Wednesday, February 16, 2011

Ethiopia: Nazret, Day 8, English Alive Academy

Two English Alive Academy teachers
I took pictures again today at the English Alive Academy to finish up. I regret that I probably missed a few children, so their parents won't get a photo, but I did the best I could. I also took photos of the teachers, the administrative staff, and the cleaners.

Enjoyed three great classroom teachings at the grade school. I love how the teachers laugh (and then the children) laugh when I push my mouth into various contortions to demonstrate proper English pronunciation. Amharic has the lovely rolling r's like Spanish and the charming "z" sound, like French, when pronouncing "th." Nevertheless, I must insist on the plainer English r's and th's.

An English Alive Academy teacher
After school, I had an appointment with school administrator Adenech, who'd invited me to her house for a coffee ceremony. We walked to her compound, which was a pleasing shady oasis providing relief from the throat-closing dustiness of Nazret's side streets. Adenech lives there with her husband, son, daughter, mother, and maid. Because of the ever-rising cost of living in Ethiopia, Adenech and her husband have rented one of the compound's outbuildings to a woman. Inside the compound are a couple of coffee shrubs, fruit trees, and flowers.

The maid was making injera, and that was fun to see the entire process laid out before me: the large container with the grain teff in it, a bucket with the teff/water mixture that had been fermenting for three days (like sourdough), the maid scooping out the teff dough and placing it on a hot skillet, and a completed injera cooling atop a holder.

An English Alive Academy teacher with students
Adenech had prepared a charcoal brazier over which she placed green coffee beans. She used a special tool to continuously move the beans over the heat, roasting them til they darkened and the coffee oil emerged to the surface, making the beans glisten. Habtom, Adenech's son, then placed the roasted beans into a special container and ground them with what looked like an immense, heavy flat-top screw. Pound! Pound! Pound!

When Habtom completed the coffee grinding (pounding), Ruth finished the coffee-making process by adding water to filter through the coffee, using the traditional jabena.

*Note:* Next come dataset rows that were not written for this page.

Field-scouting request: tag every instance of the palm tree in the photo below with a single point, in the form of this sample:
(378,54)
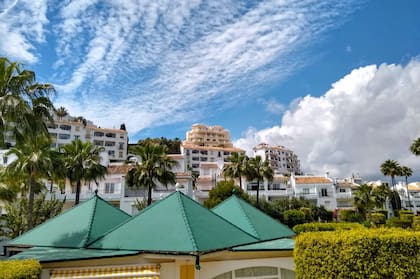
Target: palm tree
(364,199)
(155,166)
(24,104)
(82,163)
(391,168)
(236,168)
(259,170)
(33,162)
(415,147)
(406,172)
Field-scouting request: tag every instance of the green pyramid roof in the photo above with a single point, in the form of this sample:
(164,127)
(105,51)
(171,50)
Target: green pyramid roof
(51,254)
(176,224)
(76,227)
(251,219)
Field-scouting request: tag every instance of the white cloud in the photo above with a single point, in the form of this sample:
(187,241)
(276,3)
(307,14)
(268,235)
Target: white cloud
(367,117)
(168,55)
(21,24)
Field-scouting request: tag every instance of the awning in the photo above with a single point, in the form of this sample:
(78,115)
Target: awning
(110,272)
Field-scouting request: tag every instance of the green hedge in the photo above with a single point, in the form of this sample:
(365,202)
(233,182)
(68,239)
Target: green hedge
(364,253)
(319,227)
(20,269)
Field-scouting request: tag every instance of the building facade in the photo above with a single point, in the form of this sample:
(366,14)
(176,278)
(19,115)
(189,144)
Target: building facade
(282,160)
(68,128)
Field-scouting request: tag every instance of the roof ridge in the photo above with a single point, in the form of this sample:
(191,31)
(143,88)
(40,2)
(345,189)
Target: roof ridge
(239,201)
(215,214)
(125,222)
(91,220)
(185,217)
(48,221)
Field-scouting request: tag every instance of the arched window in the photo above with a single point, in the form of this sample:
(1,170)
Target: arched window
(258,272)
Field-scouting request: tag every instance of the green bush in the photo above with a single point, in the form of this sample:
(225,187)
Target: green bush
(20,269)
(365,253)
(349,215)
(376,219)
(319,227)
(396,222)
(294,217)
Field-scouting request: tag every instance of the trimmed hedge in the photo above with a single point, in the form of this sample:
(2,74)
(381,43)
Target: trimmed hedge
(373,253)
(20,269)
(320,227)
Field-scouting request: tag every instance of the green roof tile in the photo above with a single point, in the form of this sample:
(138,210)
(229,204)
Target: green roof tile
(251,219)
(176,224)
(76,227)
(271,245)
(50,254)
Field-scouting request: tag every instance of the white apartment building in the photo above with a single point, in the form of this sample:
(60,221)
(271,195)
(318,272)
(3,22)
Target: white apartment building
(203,135)
(68,128)
(282,160)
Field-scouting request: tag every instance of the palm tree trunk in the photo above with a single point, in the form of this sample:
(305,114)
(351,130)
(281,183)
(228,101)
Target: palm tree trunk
(149,195)
(78,186)
(258,190)
(31,202)
(408,194)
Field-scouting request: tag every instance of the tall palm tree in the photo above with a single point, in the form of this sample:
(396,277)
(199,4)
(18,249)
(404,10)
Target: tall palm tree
(155,166)
(259,169)
(61,112)
(82,163)
(33,162)
(391,168)
(24,104)
(406,172)
(236,168)
(415,147)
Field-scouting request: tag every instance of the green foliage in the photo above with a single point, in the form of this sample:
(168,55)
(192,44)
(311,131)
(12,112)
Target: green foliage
(16,220)
(20,269)
(373,253)
(294,217)
(376,219)
(222,191)
(349,215)
(172,145)
(319,227)
(396,222)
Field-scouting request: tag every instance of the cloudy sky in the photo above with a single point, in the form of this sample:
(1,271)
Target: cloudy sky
(336,81)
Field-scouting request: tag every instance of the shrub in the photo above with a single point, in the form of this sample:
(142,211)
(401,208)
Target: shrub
(376,219)
(20,269)
(399,223)
(373,253)
(294,217)
(319,227)
(349,215)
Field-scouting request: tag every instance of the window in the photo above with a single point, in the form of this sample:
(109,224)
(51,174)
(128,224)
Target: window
(109,188)
(63,136)
(65,127)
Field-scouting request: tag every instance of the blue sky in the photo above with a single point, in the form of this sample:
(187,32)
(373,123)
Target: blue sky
(273,71)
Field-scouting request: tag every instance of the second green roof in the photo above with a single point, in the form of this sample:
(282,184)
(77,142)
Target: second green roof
(251,219)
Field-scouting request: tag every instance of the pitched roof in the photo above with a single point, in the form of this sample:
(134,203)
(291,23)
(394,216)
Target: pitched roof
(271,245)
(51,254)
(312,180)
(176,224)
(251,219)
(76,227)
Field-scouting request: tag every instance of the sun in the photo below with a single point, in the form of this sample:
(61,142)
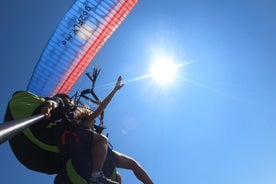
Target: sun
(163,70)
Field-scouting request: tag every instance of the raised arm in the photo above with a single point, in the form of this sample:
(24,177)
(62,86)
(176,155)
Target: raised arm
(107,99)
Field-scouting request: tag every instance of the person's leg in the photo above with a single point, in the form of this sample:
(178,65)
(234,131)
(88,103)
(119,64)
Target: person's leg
(99,152)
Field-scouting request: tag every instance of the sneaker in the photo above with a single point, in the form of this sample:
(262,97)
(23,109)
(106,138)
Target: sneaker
(101,180)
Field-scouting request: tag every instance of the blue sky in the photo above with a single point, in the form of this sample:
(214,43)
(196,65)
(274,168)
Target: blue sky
(214,124)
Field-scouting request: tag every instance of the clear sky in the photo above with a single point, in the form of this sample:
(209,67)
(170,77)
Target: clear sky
(215,123)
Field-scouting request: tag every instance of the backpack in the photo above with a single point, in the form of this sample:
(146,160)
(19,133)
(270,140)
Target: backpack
(33,153)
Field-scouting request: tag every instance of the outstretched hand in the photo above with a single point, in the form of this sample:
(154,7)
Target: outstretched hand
(118,83)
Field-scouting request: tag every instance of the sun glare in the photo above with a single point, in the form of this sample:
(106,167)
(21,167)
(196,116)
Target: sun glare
(163,70)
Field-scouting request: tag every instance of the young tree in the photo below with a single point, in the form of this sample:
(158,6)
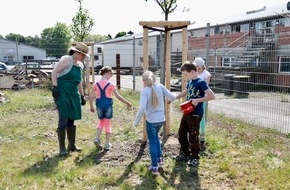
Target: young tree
(82,23)
(167,6)
(96,38)
(56,40)
(15,37)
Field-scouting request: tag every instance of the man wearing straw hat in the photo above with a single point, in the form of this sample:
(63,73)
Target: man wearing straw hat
(68,95)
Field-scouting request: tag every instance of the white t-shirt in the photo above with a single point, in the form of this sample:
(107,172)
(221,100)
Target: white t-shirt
(204,74)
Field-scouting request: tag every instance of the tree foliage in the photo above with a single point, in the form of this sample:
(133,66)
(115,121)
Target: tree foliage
(167,6)
(82,23)
(56,40)
(15,37)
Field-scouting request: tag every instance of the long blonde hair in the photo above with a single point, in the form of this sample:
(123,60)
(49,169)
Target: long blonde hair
(149,78)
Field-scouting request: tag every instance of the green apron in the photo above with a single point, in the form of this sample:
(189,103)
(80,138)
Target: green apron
(69,103)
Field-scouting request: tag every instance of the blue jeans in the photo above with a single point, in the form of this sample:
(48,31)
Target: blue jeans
(154,142)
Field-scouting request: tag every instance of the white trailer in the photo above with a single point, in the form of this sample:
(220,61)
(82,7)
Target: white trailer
(105,55)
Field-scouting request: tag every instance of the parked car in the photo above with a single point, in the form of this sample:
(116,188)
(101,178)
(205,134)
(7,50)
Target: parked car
(31,65)
(3,67)
(175,68)
(176,86)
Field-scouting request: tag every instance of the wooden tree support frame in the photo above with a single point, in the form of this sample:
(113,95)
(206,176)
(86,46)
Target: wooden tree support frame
(166,27)
(89,74)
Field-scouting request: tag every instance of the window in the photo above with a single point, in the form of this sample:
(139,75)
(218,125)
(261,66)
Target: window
(96,57)
(284,66)
(27,58)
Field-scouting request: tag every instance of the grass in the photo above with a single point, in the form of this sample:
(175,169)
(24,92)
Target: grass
(238,155)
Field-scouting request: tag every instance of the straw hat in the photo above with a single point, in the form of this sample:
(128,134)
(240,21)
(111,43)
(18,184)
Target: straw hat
(82,48)
(199,62)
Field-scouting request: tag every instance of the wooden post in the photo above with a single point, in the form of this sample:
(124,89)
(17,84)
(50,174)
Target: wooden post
(167,84)
(184,56)
(93,64)
(118,77)
(87,78)
(145,67)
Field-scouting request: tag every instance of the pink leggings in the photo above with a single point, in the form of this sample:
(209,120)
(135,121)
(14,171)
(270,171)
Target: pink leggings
(105,123)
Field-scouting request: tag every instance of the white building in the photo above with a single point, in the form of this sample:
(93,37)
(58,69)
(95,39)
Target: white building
(12,52)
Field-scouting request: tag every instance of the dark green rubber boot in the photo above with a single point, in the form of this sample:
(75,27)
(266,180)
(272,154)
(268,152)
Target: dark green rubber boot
(71,135)
(61,141)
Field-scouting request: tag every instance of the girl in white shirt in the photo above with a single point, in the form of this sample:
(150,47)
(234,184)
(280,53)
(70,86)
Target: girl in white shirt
(152,105)
(205,75)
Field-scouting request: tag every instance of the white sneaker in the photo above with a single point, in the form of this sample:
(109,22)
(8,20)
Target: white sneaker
(98,144)
(108,147)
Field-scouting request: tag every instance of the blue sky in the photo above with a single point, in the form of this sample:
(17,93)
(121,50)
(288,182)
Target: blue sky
(30,17)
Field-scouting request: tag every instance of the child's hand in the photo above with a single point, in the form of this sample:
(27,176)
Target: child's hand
(168,101)
(129,104)
(92,110)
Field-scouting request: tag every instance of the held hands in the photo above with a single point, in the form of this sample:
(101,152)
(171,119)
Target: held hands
(83,101)
(194,102)
(128,104)
(55,94)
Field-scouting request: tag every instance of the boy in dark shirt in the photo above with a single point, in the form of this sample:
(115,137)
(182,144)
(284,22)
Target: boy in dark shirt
(197,91)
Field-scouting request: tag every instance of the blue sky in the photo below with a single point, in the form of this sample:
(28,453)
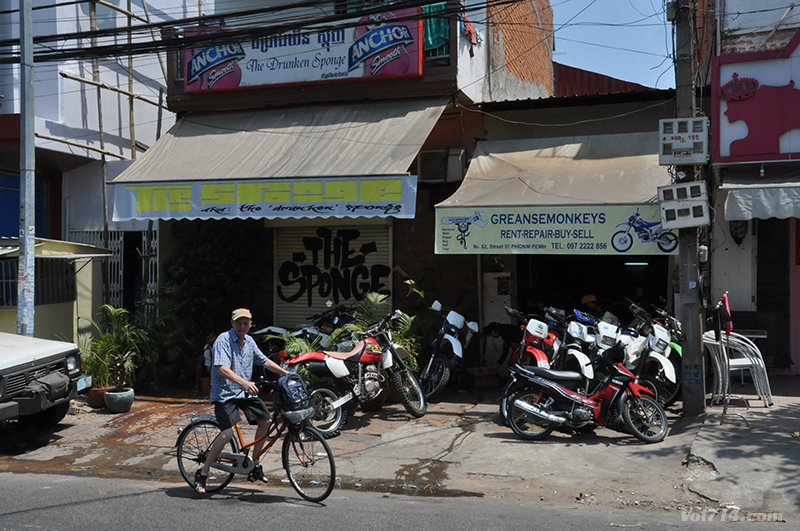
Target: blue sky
(626,39)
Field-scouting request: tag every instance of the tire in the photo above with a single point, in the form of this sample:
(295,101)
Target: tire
(667,242)
(409,390)
(649,424)
(504,402)
(668,392)
(437,377)
(44,420)
(327,420)
(193,444)
(526,425)
(309,465)
(621,241)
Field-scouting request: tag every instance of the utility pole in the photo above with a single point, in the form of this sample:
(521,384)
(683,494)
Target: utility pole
(26,288)
(688,298)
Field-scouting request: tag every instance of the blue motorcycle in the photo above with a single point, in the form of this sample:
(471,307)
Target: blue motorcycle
(647,231)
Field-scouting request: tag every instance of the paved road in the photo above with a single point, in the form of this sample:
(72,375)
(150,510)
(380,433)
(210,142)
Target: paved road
(460,449)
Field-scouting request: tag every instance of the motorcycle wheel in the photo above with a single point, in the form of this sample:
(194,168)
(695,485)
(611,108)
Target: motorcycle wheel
(667,242)
(621,241)
(645,419)
(409,390)
(437,377)
(527,425)
(327,419)
(668,392)
(504,402)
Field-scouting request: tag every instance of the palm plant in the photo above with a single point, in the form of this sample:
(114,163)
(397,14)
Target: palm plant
(119,343)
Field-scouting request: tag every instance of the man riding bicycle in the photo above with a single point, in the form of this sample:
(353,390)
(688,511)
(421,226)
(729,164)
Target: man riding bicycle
(235,354)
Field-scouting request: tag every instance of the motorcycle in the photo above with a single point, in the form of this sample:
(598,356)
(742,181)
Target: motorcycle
(356,375)
(647,231)
(320,329)
(453,338)
(542,399)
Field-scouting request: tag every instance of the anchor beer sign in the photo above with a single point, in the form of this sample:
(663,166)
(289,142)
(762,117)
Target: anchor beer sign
(385,45)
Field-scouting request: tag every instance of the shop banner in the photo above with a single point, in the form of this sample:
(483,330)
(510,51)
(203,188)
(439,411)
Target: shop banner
(386,45)
(634,229)
(382,197)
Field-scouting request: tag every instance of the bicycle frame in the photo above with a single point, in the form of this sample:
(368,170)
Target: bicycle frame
(240,462)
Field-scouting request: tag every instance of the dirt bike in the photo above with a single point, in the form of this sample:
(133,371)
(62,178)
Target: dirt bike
(648,232)
(357,375)
(320,328)
(448,348)
(542,399)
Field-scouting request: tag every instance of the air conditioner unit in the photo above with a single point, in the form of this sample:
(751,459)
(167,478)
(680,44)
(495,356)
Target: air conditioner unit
(683,141)
(441,165)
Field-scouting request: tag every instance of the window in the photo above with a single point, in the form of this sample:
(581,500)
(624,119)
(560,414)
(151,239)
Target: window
(55,282)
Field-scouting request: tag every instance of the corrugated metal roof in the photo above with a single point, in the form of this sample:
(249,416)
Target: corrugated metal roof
(570,81)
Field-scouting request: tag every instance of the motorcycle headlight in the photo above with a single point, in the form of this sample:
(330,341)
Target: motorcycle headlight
(73,364)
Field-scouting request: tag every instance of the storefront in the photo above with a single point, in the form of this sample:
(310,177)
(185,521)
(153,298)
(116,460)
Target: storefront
(327,200)
(756,160)
(574,216)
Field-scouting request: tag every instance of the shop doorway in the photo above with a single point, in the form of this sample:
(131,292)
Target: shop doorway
(563,281)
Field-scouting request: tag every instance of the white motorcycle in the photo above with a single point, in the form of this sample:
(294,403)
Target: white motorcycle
(448,349)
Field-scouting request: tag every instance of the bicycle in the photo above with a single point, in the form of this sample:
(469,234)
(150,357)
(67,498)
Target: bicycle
(306,455)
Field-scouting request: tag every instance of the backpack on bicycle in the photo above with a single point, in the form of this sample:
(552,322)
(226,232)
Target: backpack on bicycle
(294,402)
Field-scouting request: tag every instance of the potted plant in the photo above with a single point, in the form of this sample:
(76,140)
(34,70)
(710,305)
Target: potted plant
(113,353)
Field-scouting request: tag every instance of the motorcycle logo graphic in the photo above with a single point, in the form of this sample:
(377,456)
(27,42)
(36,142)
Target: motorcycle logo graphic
(463,225)
(647,231)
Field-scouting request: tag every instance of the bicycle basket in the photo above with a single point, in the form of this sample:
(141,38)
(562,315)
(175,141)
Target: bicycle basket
(293,400)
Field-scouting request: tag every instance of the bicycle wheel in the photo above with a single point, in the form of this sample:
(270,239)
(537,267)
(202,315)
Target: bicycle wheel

A large platter of popcorn appeared (now we're talkin'!), and I was instructed that one does not eat the popcorn until after the injera. Injera? Appeared before me fresh, fresh injera, followed by shiro and gomen (cooked greens or cabbage). I wasn't hungry, but ate anyway. THEN the popcorn! The coffee was delicious!

Joining us in the coffee ceremony were Adenech's best friend, a high school chemistry teacher at the public school named Abebesh; the renter, Addedesh; Adenech's mother; Ruth, of course, and Habtom; and later, Adenech's husband, Haile Gyorgis.

An English Alive Academy teacher


I learned that this late afternoon meal-coffee is called mextus (or mexta?). I think it is akin to a British high tea. Anyway, we enjoyed a lazy, pleasurable chat in the breezy shade on Adenech's veranda.

Replete with coffee, injera, and popcorn, I made my way back to Azeb's, where I said I couldn't possibly have any dinner.